What's a "Clinical Trial" and Why Should I Consider Participating?

The Clinical Trial - What's it all about

A Clinical Trial is a very common type of research study to determine the safety and effectiveness of a new treatment or type of implant, usually in comparison to the already established standard of care.  The study is usually a very carefully monitored process, and most surgical trials are monitored by the Food and Drug Administration (FDA) or similar agency to insure that the patient's safety and health are carefully protected.

​But it's still "experimental", right?
Picture of spine model
To some extent, whenever you try to answer a question of "Is Implant A better than Implant B?" or "Does Drug #1 work as well as Drug #2?" you are performing an experiment.  However, depending on how much research work has been done prior to asking that question, investigators may have almost certainty about the answer, or at least know that the answer won't be "worse than" the standard of care ("Standard of Care" is the most universally accepted treatment currently available).

There are some situations where the certainty of the outcome isn't assured: treatment of serious and frequently lethal disease, like some cancers, may warrant a trial of a new chemotherapy or other treatment that hasn't been widely tested before, particularly if what is already available is known to be of limited value.  In those cases, patients - and their doctors, -  may be willing to take the risk that the new treatment may have a side effects because they know that the existing treatments just aren't very successful.

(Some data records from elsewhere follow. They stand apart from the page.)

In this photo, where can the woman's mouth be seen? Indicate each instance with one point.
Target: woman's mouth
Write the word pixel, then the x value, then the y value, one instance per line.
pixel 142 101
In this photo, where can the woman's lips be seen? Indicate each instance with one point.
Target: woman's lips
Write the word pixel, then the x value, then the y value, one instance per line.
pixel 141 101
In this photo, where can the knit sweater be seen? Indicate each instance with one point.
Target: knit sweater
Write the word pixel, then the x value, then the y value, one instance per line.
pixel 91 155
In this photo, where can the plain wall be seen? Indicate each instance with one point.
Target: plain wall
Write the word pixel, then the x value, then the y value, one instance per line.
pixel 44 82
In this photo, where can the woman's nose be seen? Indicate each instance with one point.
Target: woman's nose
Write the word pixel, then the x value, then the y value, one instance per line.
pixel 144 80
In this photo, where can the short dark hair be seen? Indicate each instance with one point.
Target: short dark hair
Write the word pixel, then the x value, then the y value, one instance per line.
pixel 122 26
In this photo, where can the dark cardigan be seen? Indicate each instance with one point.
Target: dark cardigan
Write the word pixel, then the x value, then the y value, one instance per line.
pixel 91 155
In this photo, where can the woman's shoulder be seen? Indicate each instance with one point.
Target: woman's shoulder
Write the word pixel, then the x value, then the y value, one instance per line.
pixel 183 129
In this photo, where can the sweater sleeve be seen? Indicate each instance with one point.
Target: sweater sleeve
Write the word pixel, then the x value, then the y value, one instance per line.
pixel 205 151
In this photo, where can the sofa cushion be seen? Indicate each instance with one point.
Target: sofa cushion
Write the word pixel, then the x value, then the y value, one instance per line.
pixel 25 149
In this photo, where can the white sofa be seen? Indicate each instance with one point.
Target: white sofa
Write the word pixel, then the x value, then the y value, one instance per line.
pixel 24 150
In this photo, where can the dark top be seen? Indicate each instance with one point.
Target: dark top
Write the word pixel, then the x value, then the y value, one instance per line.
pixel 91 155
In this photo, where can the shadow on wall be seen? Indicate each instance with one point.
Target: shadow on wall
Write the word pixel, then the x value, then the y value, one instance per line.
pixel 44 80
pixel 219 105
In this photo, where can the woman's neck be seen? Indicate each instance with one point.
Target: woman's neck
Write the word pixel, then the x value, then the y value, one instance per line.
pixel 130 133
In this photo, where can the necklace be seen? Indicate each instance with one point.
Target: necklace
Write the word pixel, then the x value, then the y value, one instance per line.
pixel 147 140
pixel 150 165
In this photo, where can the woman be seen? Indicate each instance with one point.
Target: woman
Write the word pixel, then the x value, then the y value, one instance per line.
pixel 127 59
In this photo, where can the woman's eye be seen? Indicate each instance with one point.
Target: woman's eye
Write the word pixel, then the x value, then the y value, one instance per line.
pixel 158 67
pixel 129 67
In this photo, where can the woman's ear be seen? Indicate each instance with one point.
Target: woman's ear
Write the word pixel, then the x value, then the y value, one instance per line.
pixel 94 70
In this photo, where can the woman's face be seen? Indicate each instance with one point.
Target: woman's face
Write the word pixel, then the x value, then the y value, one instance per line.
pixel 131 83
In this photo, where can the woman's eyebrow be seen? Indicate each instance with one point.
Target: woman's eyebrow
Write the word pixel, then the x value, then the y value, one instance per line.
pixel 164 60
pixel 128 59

For less dire circumstances, such as for treatment of back pain or neck pain, new treatments are constantly being proposed and evaluated in smaller studies, but by the time a large Clinical Trial is proposed, there is usually a large body of evidence that

-  1. The new treatment is at least as good as existing treatments;
-  2. The new treatment is as safe as the existing treatments; and
- 3. The new treatment provides results that won't deteriorate or cause harm over the foreseeable life of the implant or treatment.

Not all new products or procedures go through a formal clinical trial before reaching the market, and some physicians and surgeons will offer treatment with implants or applications that are "off-label", or - in other words - not specifically approved by the FDA for the use being recommended.  This is not always a reckless or questionable approach.  For instance, for years the most commonly used hip replacement implants were used "off-label" because hip replacement was known in clinical practice to be so much better than the alternatives (hip fusion) that it would have been unethical to ask some patients to go through the older and clearly inferior treatment as part of a trial.  But that's what would have been required to generate a useful experimental proof.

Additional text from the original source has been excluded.